Shakshuka and more of the poached egg chronicles (but Jenn, just add more feta)

Deb at Smit­ten Kitchen had this recipe for Shak­shuka, an Israeli Spicy Tomato Stew with Poached Eggs that I really wanted to try.  See, it looked really easy, a one pot dish that you built by lay­er­ing fla­vors, and when the stew was basi­cally done, you popped in a few eggs and poached them in the cooked liq­uid, then spooned them out into bowls, sprin­kled them over with feta and pars­ley and voila, BOOM, dinner.

See?  Doesn’t it look just yummy?

It was just that easy, and ooh, it was awe­some.  Espe­cially because I tried this new Rhode Island feta that I bought at the Ded­ham Whole Foods.  But for those of you who don’t like poached eggs, the stew base is deli­cious and spicy and yum.   I made it with 2 jalapenos, not three, and did the jalapenos, not the Ana­heim Chiles.  If you’re not a fan of poached eggs,  you could totally poach some fish or scal­lops or shrimp in the liq­uid, or just add more feta.  (Yes, Jenn, I tried it with­out the egg for break­fast this morn­ing.  It’s awe­some with­out the egg and just a lit­tle more cheese.)
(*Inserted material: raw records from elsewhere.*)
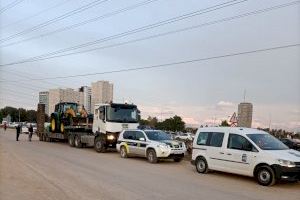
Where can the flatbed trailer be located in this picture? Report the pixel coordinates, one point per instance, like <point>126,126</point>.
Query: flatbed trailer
<point>101,131</point>
<point>76,136</point>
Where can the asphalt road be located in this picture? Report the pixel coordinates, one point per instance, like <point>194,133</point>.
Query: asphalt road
<point>40,170</point>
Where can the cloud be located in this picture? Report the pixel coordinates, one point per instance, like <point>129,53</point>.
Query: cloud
<point>190,120</point>
<point>225,104</point>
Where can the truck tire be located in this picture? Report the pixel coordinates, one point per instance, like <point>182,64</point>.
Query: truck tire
<point>177,159</point>
<point>77,142</point>
<point>71,141</point>
<point>151,156</point>
<point>99,145</point>
<point>123,152</point>
<point>201,165</point>
<point>265,176</point>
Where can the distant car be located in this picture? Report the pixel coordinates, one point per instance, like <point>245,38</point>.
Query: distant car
<point>292,144</point>
<point>25,128</point>
<point>185,136</point>
<point>152,144</point>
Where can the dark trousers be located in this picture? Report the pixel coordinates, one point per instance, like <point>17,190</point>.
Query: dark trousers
<point>17,138</point>
<point>30,136</point>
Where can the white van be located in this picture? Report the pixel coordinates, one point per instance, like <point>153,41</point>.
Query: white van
<point>245,151</point>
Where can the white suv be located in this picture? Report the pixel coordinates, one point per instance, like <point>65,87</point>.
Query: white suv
<point>153,144</point>
<point>245,151</point>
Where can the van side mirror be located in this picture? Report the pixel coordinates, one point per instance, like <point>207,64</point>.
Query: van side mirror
<point>247,147</point>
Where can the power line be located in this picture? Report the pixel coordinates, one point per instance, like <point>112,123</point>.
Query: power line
<point>24,73</point>
<point>35,15</point>
<point>11,5</point>
<point>143,28</point>
<point>110,14</point>
<point>166,33</point>
<point>167,64</point>
<point>59,18</point>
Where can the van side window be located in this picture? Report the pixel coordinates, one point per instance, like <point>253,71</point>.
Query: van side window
<point>239,142</point>
<point>138,135</point>
<point>216,139</point>
<point>129,135</point>
<point>202,138</point>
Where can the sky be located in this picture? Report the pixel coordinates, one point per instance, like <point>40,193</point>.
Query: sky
<point>203,92</point>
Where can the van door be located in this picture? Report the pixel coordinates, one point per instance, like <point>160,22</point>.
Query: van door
<point>141,143</point>
<point>240,155</point>
<point>129,139</point>
<point>215,150</point>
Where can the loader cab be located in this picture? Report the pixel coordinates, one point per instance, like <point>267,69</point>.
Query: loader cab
<point>115,117</point>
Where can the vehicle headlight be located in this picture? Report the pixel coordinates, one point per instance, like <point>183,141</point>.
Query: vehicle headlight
<point>110,137</point>
<point>286,163</point>
<point>163,146</point>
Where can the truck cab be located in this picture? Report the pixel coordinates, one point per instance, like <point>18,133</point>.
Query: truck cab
<point>110,120</point>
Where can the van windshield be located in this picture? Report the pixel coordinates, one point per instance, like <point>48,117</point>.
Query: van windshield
<point>267,142</point>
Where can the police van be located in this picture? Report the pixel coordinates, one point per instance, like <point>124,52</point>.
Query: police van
<point>152,144</point>
<point>245,151</point>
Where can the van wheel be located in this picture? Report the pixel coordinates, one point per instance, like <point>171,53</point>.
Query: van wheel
<point>99,145</point>
<point>201,165</point>
<point>123,152</point>
<point>177,159</point>
<point>77,142</point>
<point>71,141</point>
<point>151,156</point>
<point>265,176</point>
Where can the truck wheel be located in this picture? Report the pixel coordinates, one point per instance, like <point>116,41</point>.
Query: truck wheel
<point>99,145</point>
<point>177,159</point>
<point>71,141</point>
<point>77,142</point>
<point>265,176</point>
<point>201,165</point>
<point>123,152</point>
<point>151,156</point>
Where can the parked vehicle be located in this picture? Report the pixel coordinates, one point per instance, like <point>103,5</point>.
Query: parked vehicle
<point>100,131</point>
<point>292,144</point>
<point>25,128</point>
<point>184,136</point>
<point>245,151</point>
<point>152,144</point>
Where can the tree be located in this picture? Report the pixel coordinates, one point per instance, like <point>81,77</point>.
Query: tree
<point>224,123</point>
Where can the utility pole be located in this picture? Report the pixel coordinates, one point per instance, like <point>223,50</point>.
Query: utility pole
<point>244,95</point>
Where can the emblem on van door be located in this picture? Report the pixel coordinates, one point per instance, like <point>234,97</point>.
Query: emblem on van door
<point>125,126</point>
<point>244,158</point>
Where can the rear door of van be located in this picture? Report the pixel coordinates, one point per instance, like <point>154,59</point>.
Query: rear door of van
<point>239,154</point>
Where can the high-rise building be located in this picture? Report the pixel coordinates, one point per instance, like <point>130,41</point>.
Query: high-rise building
<point>102,92</point>
<point>245,111</point>
<point>86,97</point>
<point>44,99</point>
<point>62,95</point>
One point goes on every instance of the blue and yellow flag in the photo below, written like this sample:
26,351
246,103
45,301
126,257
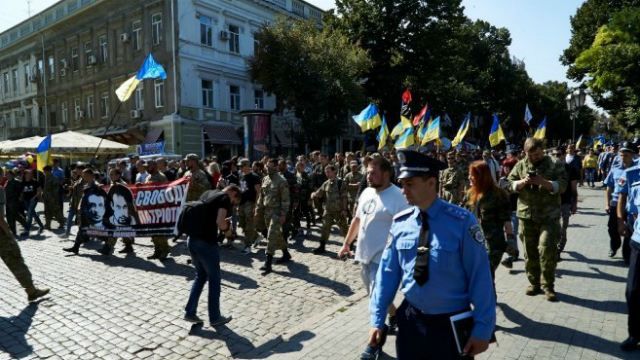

I did devi­ate from Deb’s recipe in one way.  She sug­gests you serve it with pita, and I didn’t do that since I’m try­ing to get back to gluten-free eat­ing.  What I did instead is make socca.

Socca?  What’s this?  It’s chickpea-flour flat­bread, made from Bob’s Red Mill chick­pea flour I bought at my co-op.  Bob’s rocks, plain and sim­ple.  I keep the open pack­ages in the freezer in a ziploc after they’re open, since the bean flours tend to go ran­cid.  Here’s what it looked like, after it baked.

My recipe is based on the one in Fran McCullough’s Liv­ing Low Carb, page 135.  Since I mod­i­fied it a bit, I’ll post it here.

1 cup room tem­per­a­ture water
2/3 c chick­pea flour
3 tbsps extra vir­gin olive oil
1 tsp salt
5–6 grinds fresh black pep­per
Penzey’s rose­mary pow­der and/or finely chopped dried or fresh rose­mary nee­dles, at least 1/4 tsp.

Mix all ingre­di­ents in a bowl, whisk­ing until all lumps are gone.  Let sit for one hour.

Pre­heat oven to 500F.  In some­thing smaller than a sheet pan (this is why mine looks uneven and ragged, all the right pans for this recipe hap­pened to be dirty last night)– you want some­thing more like a round pizza pan or a 10–12 inch oven-proof skil­let, oil the pan with more olive oil, pour the bat­ter, then put it in to bake until set, approx. 6 minutes.

Turn on the broiler, take out the socca and spray/drizzle the top with more oil before putting it under the heat to crisp until golden brown, 3–5 min­utes.  Sprin­kle with salt and pep­per if you like (I didn’t, because I like my bat­ter pre-seasoned, I don’t think it needs any more), cut into wedges, and serve.